Tonight,I am still feeling down.I had a pretty fair day today.
The work day went smoothly.I simply did what I had to do in the time that I had and I managed to get everything that needed to get done accomplished.After I was finished,I bagged everything that was clean and I dropped it off at the rehab center.I headed for home afterwards.
On the way home,I had to stop at my regular drug store to pick up a prescription that I had filled and after doing that,I headed straight home.
When I got home,I put my pajama's on and relaxed a bit.I was feeling tired and I felt that some rest would do me a world of good.I laid down and napped for nearly an hour.Before my nap,I called my mom to see how she was doing and she said that was feeling okay.
After my nap,I watched a little bit of TV and I also looked into the freezer to see what frozen TV dinner I wanted to have for tonight.After making my choice,I went back to watching TV.

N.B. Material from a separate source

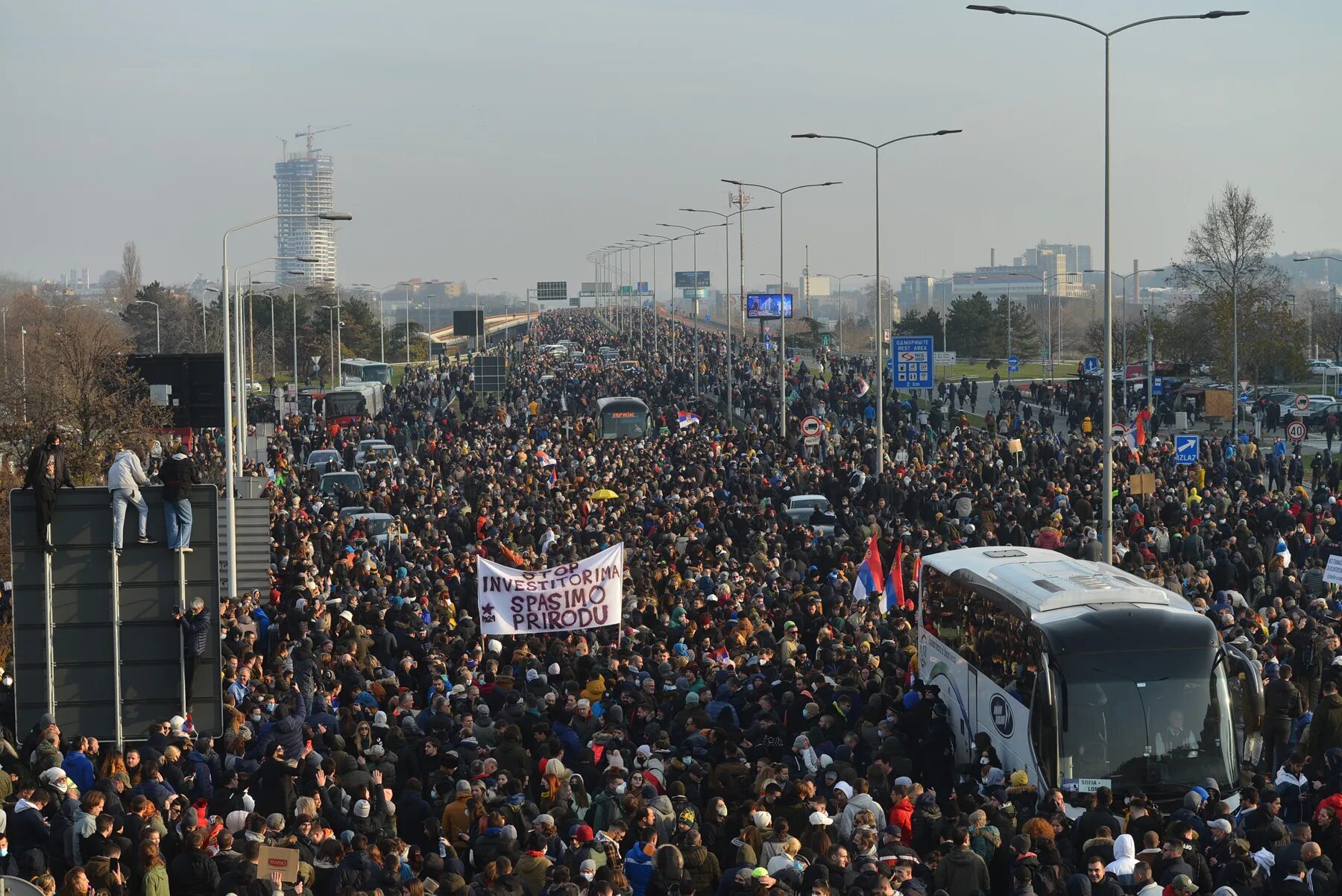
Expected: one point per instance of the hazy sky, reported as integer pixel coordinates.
(511, 139)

After eating,I watched the evening news for a while and I also did some personal PC work.Overall,a pretty fair day.
I am still feeling depression.I have been feeling this way for a long tome and I see no sign of it ending.I would like to start feeling better and I am hoping that I start feeling better soon.I have been taking my medication and I have been doing everything in my power to alleviate the way that I have been feeling,but I am still not where I want to be.I am hoping to be out of this funk real soon.I am already at the point where I can't take it anymore.
So far,the depression has had no affect on my struggles with SSA.
Tomorrow is simply a pick-up day.I am hoping that the pick-up goes smoothly.